Il procuratore generale William Barr ha reso pubblico il rapporto di 400 pagine del procuratore speciale Robert Mueller sul Russiagate e i tentativi di Trump di ostruzione della giustizia. Alcune parti sono state oscurate per proteggere indagini ancora in corso o la privacy di persone coinvolte.

Durante la conferenza stampa che ha preceduto la consegna del documento al Congresso, Barr ha ripetuto più volte quanto aveva già detto nel riassunto di 4 pagine diffuso un mese fa e che scagiona Trump. Mentre ora sappiamo che Mueller non l’ha fatto.

NEL REPORT SI LEGGE che non si può parlare di collusione fra Trump e Mosca, nonostante siano accertate e dettagliate le mosse russe per influenzare le elezioni presidenziali Usa, e nonostante i numerosi contatti fra Mosca e il comitato di Trump, e alcune curiose casualità (ad esempio quando l’intelligence russa ha preso di mira l’ufficio personale di Hillary Clinton 5 cinque ore dopo la richiesta di Trump, il 27 luglio 2016) perché per definirlo «complotto» le due parti avrebbero dovuto accordarsi per violare la legge, mentre ciò che hanno fatto è stato informarsi delle reciproche attività da cui hanno tratto vantaggi.

Mueller ha affermato che la campagna di Trump in alcuni casi era stata ricettiva alle offerte russe di coordinarsi, mentre Barr aveva menzionato solo le offerte e non la ricettività della squadra del tycoon.

Oltre a ciò nel rapporto si legge che «diverse persone del comitato Trump hanno mentito agli investigatori e al Congresso riguardo i loro contatti con la Russia, e queste bugie hanno materialmente ostacolato l’indagine», mentre altri hanno cancellato gli scambi di comunicazioni con gli emissari del governo russo.

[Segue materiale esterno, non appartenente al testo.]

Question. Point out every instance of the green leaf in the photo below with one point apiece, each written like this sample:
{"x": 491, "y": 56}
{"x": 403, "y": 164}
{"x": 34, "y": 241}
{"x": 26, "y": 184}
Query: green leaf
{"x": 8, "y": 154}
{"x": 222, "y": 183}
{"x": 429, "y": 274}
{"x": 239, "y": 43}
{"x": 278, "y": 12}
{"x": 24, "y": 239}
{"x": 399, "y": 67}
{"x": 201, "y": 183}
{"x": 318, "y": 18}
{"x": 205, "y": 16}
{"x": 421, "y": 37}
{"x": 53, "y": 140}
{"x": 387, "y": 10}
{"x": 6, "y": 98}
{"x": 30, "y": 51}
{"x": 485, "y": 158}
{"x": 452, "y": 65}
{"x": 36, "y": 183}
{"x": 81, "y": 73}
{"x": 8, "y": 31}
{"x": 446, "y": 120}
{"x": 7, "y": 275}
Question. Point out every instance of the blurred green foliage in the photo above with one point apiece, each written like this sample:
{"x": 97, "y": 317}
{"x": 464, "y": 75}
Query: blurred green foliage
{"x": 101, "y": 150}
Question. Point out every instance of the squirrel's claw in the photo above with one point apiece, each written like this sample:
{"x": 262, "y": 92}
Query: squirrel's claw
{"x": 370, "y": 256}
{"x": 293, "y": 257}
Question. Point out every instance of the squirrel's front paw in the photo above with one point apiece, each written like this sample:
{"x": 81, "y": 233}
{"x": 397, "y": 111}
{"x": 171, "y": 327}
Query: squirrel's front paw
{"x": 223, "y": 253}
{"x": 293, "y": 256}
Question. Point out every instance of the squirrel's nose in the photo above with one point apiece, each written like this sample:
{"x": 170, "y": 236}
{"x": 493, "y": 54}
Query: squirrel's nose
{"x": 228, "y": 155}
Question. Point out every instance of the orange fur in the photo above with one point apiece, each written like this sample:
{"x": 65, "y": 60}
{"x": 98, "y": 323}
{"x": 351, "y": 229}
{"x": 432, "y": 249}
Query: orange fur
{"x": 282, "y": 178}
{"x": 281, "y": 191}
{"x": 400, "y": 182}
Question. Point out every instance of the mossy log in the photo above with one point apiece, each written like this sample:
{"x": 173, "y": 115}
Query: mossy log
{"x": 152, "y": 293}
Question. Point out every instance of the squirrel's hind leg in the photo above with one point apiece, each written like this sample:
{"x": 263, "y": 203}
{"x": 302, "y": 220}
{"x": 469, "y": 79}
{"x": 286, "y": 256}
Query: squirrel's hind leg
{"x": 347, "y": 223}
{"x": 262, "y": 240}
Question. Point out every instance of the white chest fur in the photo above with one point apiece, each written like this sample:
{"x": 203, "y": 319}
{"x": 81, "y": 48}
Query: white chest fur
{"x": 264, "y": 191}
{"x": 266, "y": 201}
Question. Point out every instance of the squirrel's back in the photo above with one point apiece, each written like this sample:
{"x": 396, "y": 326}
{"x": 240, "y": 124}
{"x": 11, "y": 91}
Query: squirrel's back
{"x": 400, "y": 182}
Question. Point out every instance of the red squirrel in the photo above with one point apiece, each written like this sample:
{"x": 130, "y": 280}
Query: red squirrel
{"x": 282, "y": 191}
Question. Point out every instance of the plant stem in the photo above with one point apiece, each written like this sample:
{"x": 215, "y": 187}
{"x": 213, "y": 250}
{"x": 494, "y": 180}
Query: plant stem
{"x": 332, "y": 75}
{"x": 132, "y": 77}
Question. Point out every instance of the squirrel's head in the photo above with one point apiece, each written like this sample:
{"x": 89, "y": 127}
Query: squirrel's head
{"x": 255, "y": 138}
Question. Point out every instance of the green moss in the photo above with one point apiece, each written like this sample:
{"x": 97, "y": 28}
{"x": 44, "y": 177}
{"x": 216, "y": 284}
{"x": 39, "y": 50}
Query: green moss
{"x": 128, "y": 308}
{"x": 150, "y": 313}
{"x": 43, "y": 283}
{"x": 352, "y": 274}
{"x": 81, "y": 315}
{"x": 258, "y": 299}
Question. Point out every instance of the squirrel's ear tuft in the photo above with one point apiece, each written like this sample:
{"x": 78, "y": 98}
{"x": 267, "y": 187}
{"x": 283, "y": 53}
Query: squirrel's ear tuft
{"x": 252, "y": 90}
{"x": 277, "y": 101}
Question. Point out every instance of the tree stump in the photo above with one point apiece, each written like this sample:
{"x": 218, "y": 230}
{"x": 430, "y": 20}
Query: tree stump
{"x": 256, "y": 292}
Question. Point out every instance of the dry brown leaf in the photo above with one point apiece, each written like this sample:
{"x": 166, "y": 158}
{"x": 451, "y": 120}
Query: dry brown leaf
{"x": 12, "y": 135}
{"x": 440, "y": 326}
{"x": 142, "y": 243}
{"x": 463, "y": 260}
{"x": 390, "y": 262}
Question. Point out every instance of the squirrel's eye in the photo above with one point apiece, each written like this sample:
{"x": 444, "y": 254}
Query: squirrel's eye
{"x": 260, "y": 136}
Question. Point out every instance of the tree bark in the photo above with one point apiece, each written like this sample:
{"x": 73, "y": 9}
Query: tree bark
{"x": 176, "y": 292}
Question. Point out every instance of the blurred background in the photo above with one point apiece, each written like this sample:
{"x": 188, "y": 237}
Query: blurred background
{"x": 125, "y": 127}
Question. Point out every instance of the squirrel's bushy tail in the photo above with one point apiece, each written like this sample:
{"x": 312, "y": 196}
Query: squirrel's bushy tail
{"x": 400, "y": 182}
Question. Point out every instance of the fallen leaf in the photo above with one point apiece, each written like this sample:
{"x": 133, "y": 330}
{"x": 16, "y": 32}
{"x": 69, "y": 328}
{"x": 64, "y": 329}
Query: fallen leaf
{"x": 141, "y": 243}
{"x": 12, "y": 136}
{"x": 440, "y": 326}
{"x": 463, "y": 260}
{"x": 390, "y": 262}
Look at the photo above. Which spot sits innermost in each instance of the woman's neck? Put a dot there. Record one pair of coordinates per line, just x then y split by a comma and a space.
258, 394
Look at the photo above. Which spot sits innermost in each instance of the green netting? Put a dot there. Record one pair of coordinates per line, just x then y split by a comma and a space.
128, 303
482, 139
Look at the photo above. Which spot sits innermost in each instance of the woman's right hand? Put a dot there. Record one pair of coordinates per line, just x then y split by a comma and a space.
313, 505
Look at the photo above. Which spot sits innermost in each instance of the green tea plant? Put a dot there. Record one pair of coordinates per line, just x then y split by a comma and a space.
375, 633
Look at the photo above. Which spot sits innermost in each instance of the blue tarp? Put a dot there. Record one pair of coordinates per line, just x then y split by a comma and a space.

SUL REATO DI OSTRUZIONE della giustizia Barr ha dovuto ammettere che in 10 frangenti The Donald ha agito coscientemente in tal senso: le pressioni sull’ex capo dell’Fbi James Comey per chiudere le indagini sul consigliere per la sicurezza nazionale, Michael Flynn, che aveva mentito al Congresso riguardo i suoi contatti con la Russia; il licenziamento di Comey per essersi rifiutato di affermare pubblicamente che Trump non era coinvolto nell’indagine ai tempi in mano sua e poi terminata da Mueller; le pressioni sull’ex procuratore generale Sessions per tornare a occuparsi del Russiagate solo per scagionarlo.

 

foto Afp

 

L’episodio forse più grave riguarda l’avvocato della Casa Bianca, Don McGahn, al quale Trump già aveva chiesto di far licenziare Robert Mueller dall’attuale vice procuratore generale Rod Rosenstein (ma McGahn rifiutò): il 26 gennaio 2018 Trump chiese ai suoi collaboratori di smentire un articolo del New York Times dove si leggeva che gli investigatori erano a conoscenza dei tentativi di far licenziare Mueller, in quell’occasione Trump minacciò McGahn di licenziarlo se non avesse fatto questa dichiarazione pubblica affermando il falso, ed anche quella volta McGahn rifiutò.

LA PARTE CHE PIÙ SPIEGA il rapporto sta nel passaggio dove Mueller spiega che questa non è stata affrontata come un’indagine normale in quanto c’è di mezzo il presidente e il presidente non può essere incriminato, perché si profilerebbe una violazione legale della separazione tra poteri ma, aggiunge Mueller, «dopo la nostra analisi dei fatti, se fossimo convinti che il presidente non abbia ostacolato la giustizia, lo diremmo. Sulla base dei fatti e delle leggi, non possiamo arrivare a questa conclusione. Di conseguenza, per quanto questo rapporto non concluda che il presidente ha commesso un reato, non lo assolve nemmeno».

MUELLER AGGIUNGE che chiedere conto al presidente delle proprie azioni spetta unicamente al Congresso in quanto «nessuno è al di sopra della legge» e per impedire «al presidente l’uso corrotto del suo potere». Nel report si legge che quando l’indagine passò a Mueller Trump disse a Sessions: «È terribile. È la fine della mia presidenza. Sono fottuto».